Comportamento intermitente também precisa de padrão: Se o problema acontece às vezes, diga com que frequência, em quais horários, com quais filtros ou depois de qual ação ele costuma aparecer. Um erro intermitente sem padrão pode exigir mais tempo, mas qualquer repetição observada ajuda a montar a investigação.
O que conferir antes de enviar
Antes de acionar suporte, vale fazer algumas checagens rápidas que resolvem confusões de contexto. Elas não substituem o chamado quando há falha real, mas ajudam a separar problema do produto de sessão antiga, filtro esquecido ou workspace trocado.
- Confirme se você está no workspace correto e se a organização exibida corresponde ao trabalho que está tentando fazer.
- Atualize a página quando a tela ficou aberta por muito tempo ou quando você alternou workspace em outra aba.
- Revise filtros, período, status, responsável, favoritos e ordenação antes de relatar ausência de itens.
- Confira se entrou com o e-mail esperado, principalmente quando há conta corporativa, conta pessoal ou provedor externo salvo no navegador.
- Tente repetir a ação uma vez, se isso não gerar duplicidade, perda de dados ou envio indevido.
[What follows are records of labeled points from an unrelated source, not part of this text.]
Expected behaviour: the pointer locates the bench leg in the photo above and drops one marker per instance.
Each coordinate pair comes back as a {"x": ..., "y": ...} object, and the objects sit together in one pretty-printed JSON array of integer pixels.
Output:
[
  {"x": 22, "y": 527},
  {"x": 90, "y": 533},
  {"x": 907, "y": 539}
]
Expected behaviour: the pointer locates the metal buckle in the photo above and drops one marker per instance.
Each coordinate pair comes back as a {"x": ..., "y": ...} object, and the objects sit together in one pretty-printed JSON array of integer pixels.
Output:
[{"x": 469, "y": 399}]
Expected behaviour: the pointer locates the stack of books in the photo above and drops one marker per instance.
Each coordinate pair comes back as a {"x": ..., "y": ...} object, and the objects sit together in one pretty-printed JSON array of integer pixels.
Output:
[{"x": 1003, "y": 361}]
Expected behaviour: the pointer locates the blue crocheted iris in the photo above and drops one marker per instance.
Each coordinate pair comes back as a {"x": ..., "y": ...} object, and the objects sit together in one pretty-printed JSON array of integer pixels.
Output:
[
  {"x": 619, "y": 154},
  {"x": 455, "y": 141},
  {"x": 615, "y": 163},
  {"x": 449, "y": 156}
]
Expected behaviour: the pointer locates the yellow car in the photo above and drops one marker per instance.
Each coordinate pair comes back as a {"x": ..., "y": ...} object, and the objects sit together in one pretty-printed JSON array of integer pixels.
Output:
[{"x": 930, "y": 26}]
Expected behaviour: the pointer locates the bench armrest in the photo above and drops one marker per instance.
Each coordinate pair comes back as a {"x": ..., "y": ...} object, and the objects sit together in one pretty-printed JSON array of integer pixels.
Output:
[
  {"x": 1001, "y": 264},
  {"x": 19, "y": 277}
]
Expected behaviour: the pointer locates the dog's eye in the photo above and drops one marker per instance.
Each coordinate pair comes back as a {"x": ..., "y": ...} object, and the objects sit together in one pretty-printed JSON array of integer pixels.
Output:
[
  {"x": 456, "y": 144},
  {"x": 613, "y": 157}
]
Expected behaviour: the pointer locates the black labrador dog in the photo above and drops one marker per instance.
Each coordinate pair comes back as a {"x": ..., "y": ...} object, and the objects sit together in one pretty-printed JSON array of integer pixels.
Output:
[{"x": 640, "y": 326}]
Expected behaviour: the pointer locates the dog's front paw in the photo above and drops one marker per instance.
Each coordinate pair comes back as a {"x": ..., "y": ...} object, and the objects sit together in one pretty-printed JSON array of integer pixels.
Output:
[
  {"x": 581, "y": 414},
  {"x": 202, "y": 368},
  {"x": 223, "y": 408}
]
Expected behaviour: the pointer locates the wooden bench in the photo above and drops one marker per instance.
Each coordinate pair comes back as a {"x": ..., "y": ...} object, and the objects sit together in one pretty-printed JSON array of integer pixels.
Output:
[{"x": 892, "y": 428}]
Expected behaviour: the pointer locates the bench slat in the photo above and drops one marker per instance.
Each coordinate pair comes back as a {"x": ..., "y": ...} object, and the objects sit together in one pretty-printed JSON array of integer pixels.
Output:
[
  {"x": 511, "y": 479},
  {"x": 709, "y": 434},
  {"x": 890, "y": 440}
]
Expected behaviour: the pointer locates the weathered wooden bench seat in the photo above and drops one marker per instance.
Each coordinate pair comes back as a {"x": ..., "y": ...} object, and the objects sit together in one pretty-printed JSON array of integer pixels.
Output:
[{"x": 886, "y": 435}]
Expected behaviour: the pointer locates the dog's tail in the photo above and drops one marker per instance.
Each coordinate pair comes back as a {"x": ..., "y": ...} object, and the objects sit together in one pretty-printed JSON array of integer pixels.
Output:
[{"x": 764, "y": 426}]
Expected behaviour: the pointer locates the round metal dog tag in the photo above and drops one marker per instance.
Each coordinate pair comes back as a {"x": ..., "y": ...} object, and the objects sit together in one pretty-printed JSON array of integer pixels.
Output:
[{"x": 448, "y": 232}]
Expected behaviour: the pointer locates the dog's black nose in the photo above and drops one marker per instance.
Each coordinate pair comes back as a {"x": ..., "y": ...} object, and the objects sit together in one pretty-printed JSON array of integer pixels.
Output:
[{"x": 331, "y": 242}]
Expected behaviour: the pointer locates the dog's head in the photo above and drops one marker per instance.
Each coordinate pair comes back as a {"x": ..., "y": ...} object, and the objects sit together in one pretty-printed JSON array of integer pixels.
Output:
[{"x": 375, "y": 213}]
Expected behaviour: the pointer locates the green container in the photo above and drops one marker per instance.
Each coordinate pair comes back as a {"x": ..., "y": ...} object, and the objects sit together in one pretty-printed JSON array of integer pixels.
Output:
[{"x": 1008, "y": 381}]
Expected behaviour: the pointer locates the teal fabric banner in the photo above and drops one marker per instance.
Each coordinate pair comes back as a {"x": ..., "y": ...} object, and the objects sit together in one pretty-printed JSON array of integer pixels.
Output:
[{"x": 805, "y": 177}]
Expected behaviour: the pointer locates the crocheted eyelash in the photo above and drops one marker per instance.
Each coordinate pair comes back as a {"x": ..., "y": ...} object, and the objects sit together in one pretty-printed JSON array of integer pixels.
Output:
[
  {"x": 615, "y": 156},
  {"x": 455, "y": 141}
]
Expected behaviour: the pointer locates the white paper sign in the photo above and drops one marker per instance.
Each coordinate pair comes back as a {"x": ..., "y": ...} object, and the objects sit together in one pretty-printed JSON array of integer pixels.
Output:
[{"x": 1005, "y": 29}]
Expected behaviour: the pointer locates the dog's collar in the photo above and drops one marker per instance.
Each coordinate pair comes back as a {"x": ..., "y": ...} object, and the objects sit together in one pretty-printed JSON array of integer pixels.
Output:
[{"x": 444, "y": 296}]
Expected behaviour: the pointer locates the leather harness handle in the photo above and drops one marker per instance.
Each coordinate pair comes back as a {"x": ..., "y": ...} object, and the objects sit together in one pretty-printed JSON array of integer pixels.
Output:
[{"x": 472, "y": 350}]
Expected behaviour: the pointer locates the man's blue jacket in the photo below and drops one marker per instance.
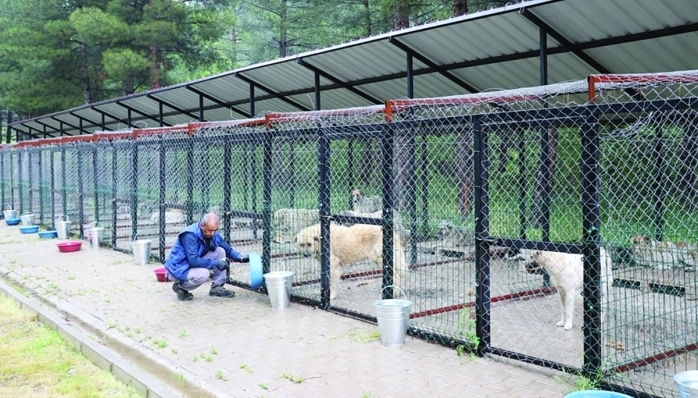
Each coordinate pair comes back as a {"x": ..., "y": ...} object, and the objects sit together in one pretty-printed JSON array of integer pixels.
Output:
[{"x": 189, "y": 248}]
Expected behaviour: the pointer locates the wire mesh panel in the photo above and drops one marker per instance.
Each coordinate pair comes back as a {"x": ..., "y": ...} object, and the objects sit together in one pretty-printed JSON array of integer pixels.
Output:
[
  {"x": 235, "y": 190},
  {"x": 124, "y": 179},
  {"x": 648, "y": 166}
]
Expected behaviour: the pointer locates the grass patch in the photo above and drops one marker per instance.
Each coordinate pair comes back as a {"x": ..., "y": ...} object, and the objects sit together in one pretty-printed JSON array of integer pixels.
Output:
[{"x": 37, "y": 362}]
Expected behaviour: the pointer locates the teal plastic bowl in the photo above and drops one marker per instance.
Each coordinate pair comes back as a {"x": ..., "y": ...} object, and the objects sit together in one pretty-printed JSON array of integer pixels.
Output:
[
  {"x": 29, "y": 229},
  {"x": 48, "y": 234},
  {"x": 256, "y": 278}
]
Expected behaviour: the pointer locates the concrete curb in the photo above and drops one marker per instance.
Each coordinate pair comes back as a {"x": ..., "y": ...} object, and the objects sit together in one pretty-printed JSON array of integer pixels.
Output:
[{"x": 100, "y": 355}]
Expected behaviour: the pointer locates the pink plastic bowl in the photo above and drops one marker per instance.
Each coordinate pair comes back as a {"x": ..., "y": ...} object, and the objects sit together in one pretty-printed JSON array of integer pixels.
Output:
[
  {"x": 67, "y": 247},
  {"x": 161, "y": 274}
]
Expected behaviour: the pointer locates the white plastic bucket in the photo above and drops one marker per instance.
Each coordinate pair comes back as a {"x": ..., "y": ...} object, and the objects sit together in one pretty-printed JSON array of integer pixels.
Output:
[
  {"x": 96, "y": 236},
  {"x": 279, "y": 285},
  {"x": 63, "y": 229},
  {"x": 393, "y": 317},
  {"x": 27, "y": 219},
  {"x": 141, "y": 251},
  {"x": 687, "y": 383}
]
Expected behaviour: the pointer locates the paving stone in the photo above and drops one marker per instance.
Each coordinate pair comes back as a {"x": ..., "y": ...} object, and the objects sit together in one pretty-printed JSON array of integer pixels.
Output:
[{"x": 257, "y": 349}]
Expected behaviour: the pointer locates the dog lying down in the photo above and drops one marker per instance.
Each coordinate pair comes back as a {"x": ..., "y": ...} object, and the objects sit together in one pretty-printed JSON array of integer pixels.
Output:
[
  {"x": 567, "y": 273},
  {"x": 349, "y": 245}
]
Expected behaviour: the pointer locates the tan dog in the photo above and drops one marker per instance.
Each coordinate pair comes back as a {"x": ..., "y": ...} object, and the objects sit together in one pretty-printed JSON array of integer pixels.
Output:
[
  {"x": 567, "y": 273},
  {"x": 349, "y": 245},
  {"x": 663, "y": 255}
]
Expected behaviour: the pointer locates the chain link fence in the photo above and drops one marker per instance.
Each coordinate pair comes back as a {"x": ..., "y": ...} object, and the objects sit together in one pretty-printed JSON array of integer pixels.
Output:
[{"x": 552, "y": 225}]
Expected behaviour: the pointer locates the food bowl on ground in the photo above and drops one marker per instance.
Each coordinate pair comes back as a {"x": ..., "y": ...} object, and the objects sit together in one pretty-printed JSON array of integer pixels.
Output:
[
  {"x": 161, "y": 274},
  {"x": 68, "y": 247},
  {"x": 29, "y": 229},
  {"x": 48, "y": 234},
  {"x": 256, "y": 277}
]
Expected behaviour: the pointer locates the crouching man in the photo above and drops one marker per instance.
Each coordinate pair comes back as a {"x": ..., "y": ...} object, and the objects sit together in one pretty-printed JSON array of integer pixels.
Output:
[{"x": 198, "y": 251}]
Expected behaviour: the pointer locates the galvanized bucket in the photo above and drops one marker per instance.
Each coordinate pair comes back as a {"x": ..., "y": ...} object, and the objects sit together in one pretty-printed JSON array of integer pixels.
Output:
[
  {"x": 687, "y": 383},
  {"x": 393, "y": 317},
  {"x": 279, "y": 285},
  {"x": 63, "y": 229},
  {"x": 9, "y": 213},
  {"x": 141, "y": 250},
  {"x": 27, "y": 219}
]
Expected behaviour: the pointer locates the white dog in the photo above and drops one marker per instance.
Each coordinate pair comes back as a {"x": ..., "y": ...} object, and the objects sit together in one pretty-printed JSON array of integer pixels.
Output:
[
  {"x": 661, "y": 254},
  {"x": 349, "y": 245},
  {"x": 567, "y": 273}
]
Não repita ações com efeito operacional: Se a ação cria registros, envia convites, dispara importações, muda permissões, publica conteúdo ou executa algum processamento, não fique repetindo para testar. Registre o que aconteceu, informe o horário e aguarde orientação.
Prioridade e impacto sem exagero
A prioridade do chamado fica mais clara quando o impacto é descrito de forma objetiva. Informe se o problema bloqueia uma entrega, afeta uma pessoa, uma equipe inteira, um workspace, um prazo regulatório ou apenas uma consulta específica. Isso ajuda o suporte a ordenar atendimento e envolver as áreas certas.
- Bloqueio total: você não consegue entrar, acessar o workspace necessário ou concluir uma ação crítica sem alternativa.
- Bloqueio parcial: existe contorno operacional, mas a equipe perdeu uma função, relatório, busca ou etapa importante.
- Divergência de dado: algo aparece diferente do esperado e precisa de verificação antes de ser usado em decisão, auditoria ou comunicação.
- Dúvida de uso: o produto funciona, mas você precisa confirmar o caminho correto ou entender uma regra.
Feche o chamado com a pergunta certa: Além de relatar o problema, diga qual resposta você precisa: corrigir acesso, recuperar item, explicar regra, confirmar se houve falha, orientar próximo passo ou verificar logs de uma ação. Isso torna a devolutiva mais direta.